Frédéric Balard : Ce numéro « Jeanne Calment et les supercentenaires »[6] est coordonné par Jean-Marie Robine (Dr. Inserm). Dans son avant-propos, celui-ci revient sur les discussions qui ont entouré la validité du « cas » Jeanne Calment. Il revient également sur ce que représente cette durée de vie exceptionnelle, 122 ans. Avec le décès de la Japonaise Kane Tanaka le 19 avril dernier à l’âge de 119 ans, la doyenne de l’humanité est désormais Lucile Randon (sœur Andrée en religion) qui est âgée de 118 ans. Quatre années la séparent du « record » de Jeanne Calment. Cela peut paraître peu mais c’est en réalité énorme car à ces âges, les taux de mortalité sont supérieurs 50% par an. Considérant ces taux de mortalité et le suivi de la mortalité des supercentenaires, Jean-Marie Robine estime qu’il faudra attendre très longtemps avant de voir quelqu’un atteindre 122 ans. D’un point de vue statistique et démographique, Jeanne Calment est exceptionnelle au sens strict du terme. L’article de Michel Allard, le médecin qui a « découvert » Jeanne Clament, défend qu’elle était aussi un « phénomène sociétal » par la médiatisation sans précédent dont elle a été l’objet. Les autres articles du numéro reviennent sur les démarches de validation de l’âge de supercentenaires. A travers les dédales des registres paroissiaux et autres certificats de décès produits par les généalogistes, ce sont des histoires familiales d’une époque révolue qui sont exhumées. Enfin, d’autres articles, rédigés par des démographes comme Jacques Vallin ou Michel Poulain interrogent tour à tour la surreprésentation des supercentenaires aux Antilles et le fait que les centenaires (belges) fassent état d’une mortalité au Covid inférieure à celle des octogénaires.

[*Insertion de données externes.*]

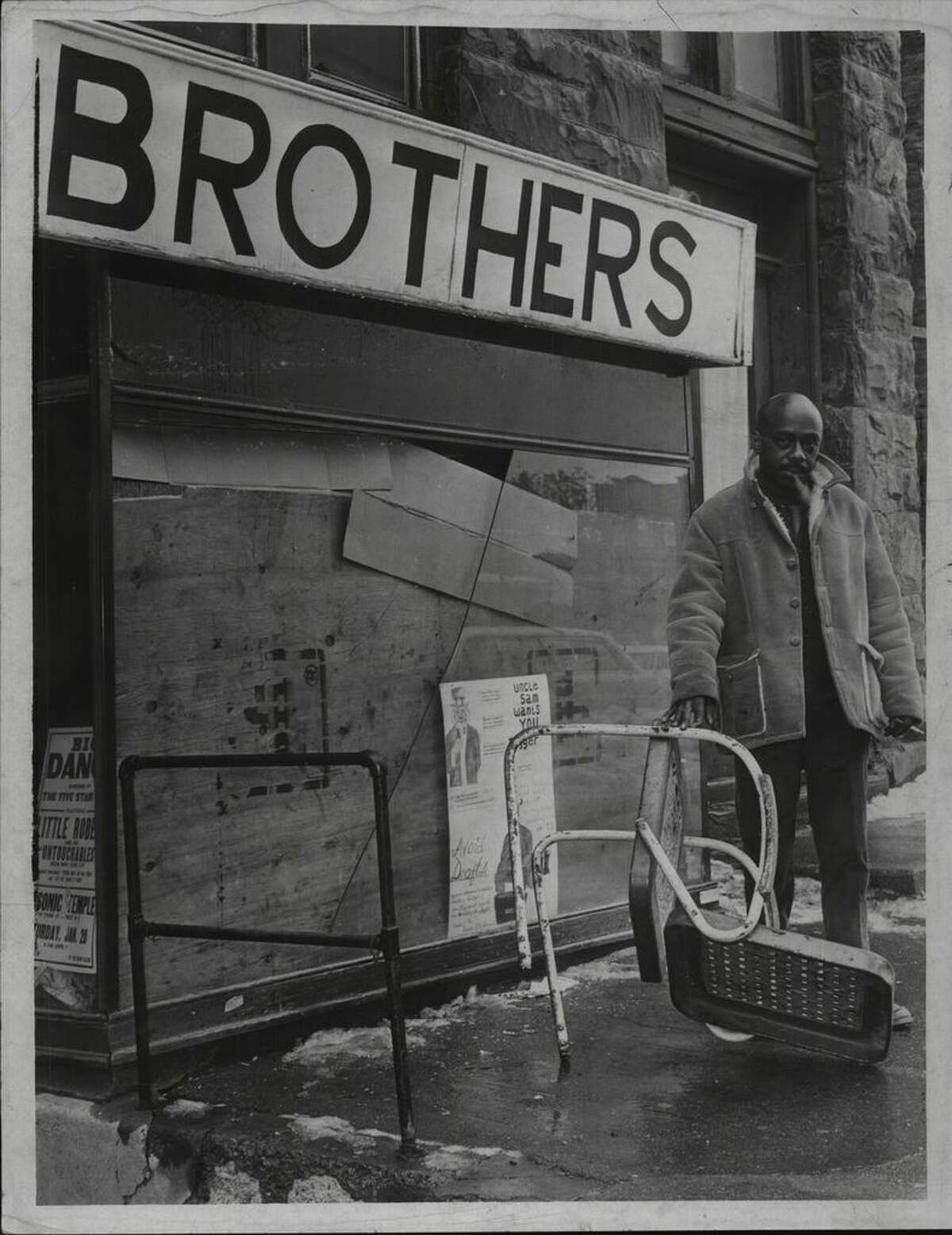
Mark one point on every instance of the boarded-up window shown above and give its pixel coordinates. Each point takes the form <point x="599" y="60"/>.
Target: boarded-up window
<point x="253" y="616"/>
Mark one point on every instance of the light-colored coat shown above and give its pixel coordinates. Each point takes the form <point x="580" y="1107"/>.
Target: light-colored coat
<point x="735" y="620"/>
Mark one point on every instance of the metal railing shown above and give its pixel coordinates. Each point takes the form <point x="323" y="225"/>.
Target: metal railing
<point x="386" y="942"/>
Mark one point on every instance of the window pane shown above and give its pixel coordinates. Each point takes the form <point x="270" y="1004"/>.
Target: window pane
<point x="674" y="50"/>
<point x="367" y="56"/>
<point x="224" y="36"/>
<point x="754" y="67"/>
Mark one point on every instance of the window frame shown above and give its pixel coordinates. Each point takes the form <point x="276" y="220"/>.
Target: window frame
<point x="712" y="75"/>
<point x="413" y="97"/>
<point x="252" y="57"/>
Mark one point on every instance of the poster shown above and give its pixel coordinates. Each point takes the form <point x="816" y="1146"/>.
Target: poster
<point x="479" y="718"/>
<point x="64" y="898"/>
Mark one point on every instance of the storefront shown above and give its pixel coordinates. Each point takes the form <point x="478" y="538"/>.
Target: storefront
<point x="350" y="426"/>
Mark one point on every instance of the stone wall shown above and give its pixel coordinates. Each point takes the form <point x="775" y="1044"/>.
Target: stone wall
<point x="912" y="47"/>
<point x="866" y="245"/>
<point x="588" y="97"/>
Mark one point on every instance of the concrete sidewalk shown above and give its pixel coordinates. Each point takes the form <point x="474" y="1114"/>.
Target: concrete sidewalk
<point x="652" y="1107"/>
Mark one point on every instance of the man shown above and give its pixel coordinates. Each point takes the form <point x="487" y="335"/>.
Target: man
<point x="462" y="744"/>
<point x="785" y="627"/>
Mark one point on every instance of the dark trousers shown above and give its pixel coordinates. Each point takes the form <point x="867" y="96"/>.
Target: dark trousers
<point x="834" y="756"/>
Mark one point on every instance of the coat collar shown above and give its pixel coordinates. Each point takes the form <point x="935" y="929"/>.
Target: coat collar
<point x="823" y="476"/>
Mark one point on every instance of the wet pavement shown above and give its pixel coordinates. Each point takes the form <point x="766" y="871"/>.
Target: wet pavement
<point x="652" y="1106"/>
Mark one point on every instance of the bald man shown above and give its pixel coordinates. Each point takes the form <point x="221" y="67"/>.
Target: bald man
<point x="787" y="630"/>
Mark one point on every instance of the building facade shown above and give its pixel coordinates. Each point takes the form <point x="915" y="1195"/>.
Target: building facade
<point x="282" y="510"/>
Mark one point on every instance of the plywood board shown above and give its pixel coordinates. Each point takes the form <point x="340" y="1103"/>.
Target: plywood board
<point x="250" y="458"/>
<point x="448" y="558"/>
<point x="430" y="485"/>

Factuel : Quels sont aujourd’hui les enjeux scientifiques centraux en matière de longévité ?

Frédéric Balard : En 2016, Gérontologie et société publiait un numéro intitulé « Longévité et immortalité : en-quêtes de sciences, en-quêtes de sens[7] ». Le titre du numéro se voulait volontairement provocateur en rapprochant la longévité qui est un enjeu central en matière de gérontologie et l’immortalité qui renvoie à l’imaginaire et aux croyances. Il s’agissait par-là de soulever des questions de recherches fondamentales telle que : y-t-il une limite à la vie humaine ? Les réponses des chercheurs ne sont pas aussi tranchées qu’on pourrait le croire si l’on se fie à certaines publications scientifiques, fleurtant avec le courant prolongéviste, qui postulent que les progrès scientifiques et médicaux pourraient nous conduire « au-delà de nos limites biologiques ». L’articulation entre les mécanismes génétiques et biologiques et les facteurs environnementaux est complexe. L’amélioration des conditions de vie, de nutrition, de soin concourent à la santé et, de fait, prolongent la vie. Lorsque l’on regarde la progression de l’espérance de vie en France entre 1750 et aujourd’hui, on s’aperçoit que nous sommes passés de 25 ans à plus de 85 ans. Cependant les causes de ce progrès ne sont pas les mêmes au 18ème et 19ème siècle et aujourd’hui. Ce fut d’abord la réduction de la mortalité infantile tandis qu’aujourd’hui nous réduisons principalement la mortalité aux grands âges. Alors que nous avions 200 centenaires en 1950, nous en avons près de 30 000 aujourd’hui. Ce que certains chercheurs nomment la « révolution de la longévité » est aujourd’hui un enjeu majeur qui percute de nombreux sujets de société et pose la question du sens d’une vie plus longue.